Amendments to Alberta’s Lobbying Law Take Effect

On June 11, several significant amendments to Alberta’s provincial lobbying law took effect when the Lobbyists Amendment Act, 2018, came into force by Royal Assent. The most substantial change in the existing Lobbyist Act is the reduction of an organizational […]

On June 11, several significant amendments to Alberta’s provincial lobbying law took effect when the Lobbyists Amendment Act, 2018, came into force by Royal Assent. The most substantial change in the existing Lobbyist Act is the reduction of an organizational lobbyist’s time threshold from 100 hours annually to 50 hours annually.
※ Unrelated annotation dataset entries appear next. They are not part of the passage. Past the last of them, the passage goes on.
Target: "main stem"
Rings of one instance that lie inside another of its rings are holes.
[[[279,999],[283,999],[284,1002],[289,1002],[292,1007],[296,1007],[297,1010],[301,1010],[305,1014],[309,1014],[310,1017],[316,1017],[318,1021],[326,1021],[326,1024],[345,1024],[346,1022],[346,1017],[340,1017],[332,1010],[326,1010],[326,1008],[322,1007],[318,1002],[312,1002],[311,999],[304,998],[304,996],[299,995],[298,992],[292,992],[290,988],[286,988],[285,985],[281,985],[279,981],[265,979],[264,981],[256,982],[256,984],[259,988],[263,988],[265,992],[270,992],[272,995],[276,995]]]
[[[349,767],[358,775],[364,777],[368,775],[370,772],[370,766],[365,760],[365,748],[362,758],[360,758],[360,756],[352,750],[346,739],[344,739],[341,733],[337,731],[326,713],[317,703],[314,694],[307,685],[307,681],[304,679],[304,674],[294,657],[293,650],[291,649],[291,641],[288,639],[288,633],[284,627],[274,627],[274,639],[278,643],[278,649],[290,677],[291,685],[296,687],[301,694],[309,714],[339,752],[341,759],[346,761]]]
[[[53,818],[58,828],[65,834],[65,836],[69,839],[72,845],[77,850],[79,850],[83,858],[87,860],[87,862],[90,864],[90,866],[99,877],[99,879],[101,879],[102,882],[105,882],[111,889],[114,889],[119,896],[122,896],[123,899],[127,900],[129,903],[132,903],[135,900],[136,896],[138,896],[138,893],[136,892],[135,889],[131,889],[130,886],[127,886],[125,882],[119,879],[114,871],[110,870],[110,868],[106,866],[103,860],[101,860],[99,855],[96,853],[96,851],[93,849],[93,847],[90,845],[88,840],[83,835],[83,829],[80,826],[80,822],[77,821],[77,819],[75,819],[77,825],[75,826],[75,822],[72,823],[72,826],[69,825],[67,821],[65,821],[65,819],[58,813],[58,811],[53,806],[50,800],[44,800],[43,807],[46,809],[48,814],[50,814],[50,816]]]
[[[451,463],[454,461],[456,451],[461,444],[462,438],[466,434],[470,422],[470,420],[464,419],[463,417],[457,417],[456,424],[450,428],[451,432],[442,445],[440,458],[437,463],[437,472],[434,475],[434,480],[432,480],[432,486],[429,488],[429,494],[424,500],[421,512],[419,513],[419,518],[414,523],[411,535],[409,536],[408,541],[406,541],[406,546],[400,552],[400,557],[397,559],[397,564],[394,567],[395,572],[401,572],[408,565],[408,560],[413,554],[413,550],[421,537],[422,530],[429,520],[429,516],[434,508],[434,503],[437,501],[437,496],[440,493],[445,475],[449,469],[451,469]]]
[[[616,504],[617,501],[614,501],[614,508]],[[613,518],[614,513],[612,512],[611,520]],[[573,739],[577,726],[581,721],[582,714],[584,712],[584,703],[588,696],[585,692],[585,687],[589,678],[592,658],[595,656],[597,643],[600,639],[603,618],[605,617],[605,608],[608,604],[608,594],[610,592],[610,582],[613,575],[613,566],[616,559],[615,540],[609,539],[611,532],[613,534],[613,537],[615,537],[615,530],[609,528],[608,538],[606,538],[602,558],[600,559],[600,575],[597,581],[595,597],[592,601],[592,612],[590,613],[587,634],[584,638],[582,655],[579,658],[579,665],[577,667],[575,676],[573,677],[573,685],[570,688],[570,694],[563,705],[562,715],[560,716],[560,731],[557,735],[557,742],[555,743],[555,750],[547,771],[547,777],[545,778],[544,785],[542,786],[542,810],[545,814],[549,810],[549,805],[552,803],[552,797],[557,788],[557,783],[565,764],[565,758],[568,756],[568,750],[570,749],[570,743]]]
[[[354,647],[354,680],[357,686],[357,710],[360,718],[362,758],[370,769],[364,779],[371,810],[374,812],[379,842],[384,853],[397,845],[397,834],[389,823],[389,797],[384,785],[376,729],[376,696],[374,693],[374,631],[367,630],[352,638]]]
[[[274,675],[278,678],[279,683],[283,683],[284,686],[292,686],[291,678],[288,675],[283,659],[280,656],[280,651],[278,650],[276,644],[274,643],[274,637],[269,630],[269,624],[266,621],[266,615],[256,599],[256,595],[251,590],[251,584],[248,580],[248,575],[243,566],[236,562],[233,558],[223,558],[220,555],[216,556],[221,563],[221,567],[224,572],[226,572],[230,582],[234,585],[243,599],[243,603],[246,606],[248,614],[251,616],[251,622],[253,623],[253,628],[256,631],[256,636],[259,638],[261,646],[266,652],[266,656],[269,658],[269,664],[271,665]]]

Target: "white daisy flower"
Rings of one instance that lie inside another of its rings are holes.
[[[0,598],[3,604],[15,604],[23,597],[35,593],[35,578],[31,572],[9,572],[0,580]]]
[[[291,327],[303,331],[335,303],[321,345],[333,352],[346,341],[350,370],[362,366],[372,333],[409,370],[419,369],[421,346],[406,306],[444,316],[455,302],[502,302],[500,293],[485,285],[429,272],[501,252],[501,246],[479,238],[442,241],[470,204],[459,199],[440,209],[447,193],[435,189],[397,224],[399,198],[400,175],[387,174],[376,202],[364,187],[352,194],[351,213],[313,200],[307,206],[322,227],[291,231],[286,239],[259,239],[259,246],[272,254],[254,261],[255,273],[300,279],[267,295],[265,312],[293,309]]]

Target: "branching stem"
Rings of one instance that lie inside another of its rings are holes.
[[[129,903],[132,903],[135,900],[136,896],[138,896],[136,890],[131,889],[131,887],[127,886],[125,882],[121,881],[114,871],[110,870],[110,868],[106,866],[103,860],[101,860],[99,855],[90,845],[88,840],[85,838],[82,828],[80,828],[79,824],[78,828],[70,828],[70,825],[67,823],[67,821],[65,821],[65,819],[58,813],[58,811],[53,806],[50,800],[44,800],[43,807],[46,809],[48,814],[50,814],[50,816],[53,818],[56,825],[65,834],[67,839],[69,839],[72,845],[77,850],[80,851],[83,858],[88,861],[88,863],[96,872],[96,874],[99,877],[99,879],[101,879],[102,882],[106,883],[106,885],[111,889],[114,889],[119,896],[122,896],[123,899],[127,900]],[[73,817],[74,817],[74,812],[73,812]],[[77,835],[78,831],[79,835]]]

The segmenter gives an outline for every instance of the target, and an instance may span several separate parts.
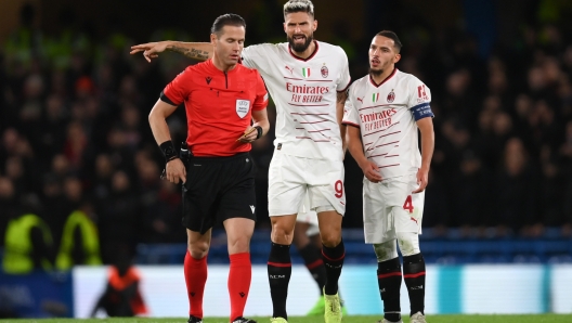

For the purposes of determining whether lobbying amounts to 50 hours annually, time spent lobbying includes time spent preparing for communication and communicating with a public office holder. Contingency lobbying is now prohibited under the Act.

Another change to the law amends the definition of lobbying to statutorily include grassroots communication as a form of regulated lobbying requiring registration. Grassroots communication does not include communication between an organization and its members, officers or employees or between a person or partnership and its shareholders, partners, officers or employees.

A lobbyist gift ban has been enacted and reads as follows, “Lobbyists are prohibited from giving or promising any gift, favor or other benefit to the public office holder being, or intended to be, lobbied that the public office holder is prohibited from accepting or that, if given, would place the public office holder in a conflict of interest.”

An additional exemption to the requirement of registering as a lobbyist was added for individuals who are recognized as elders by their aboriginal community.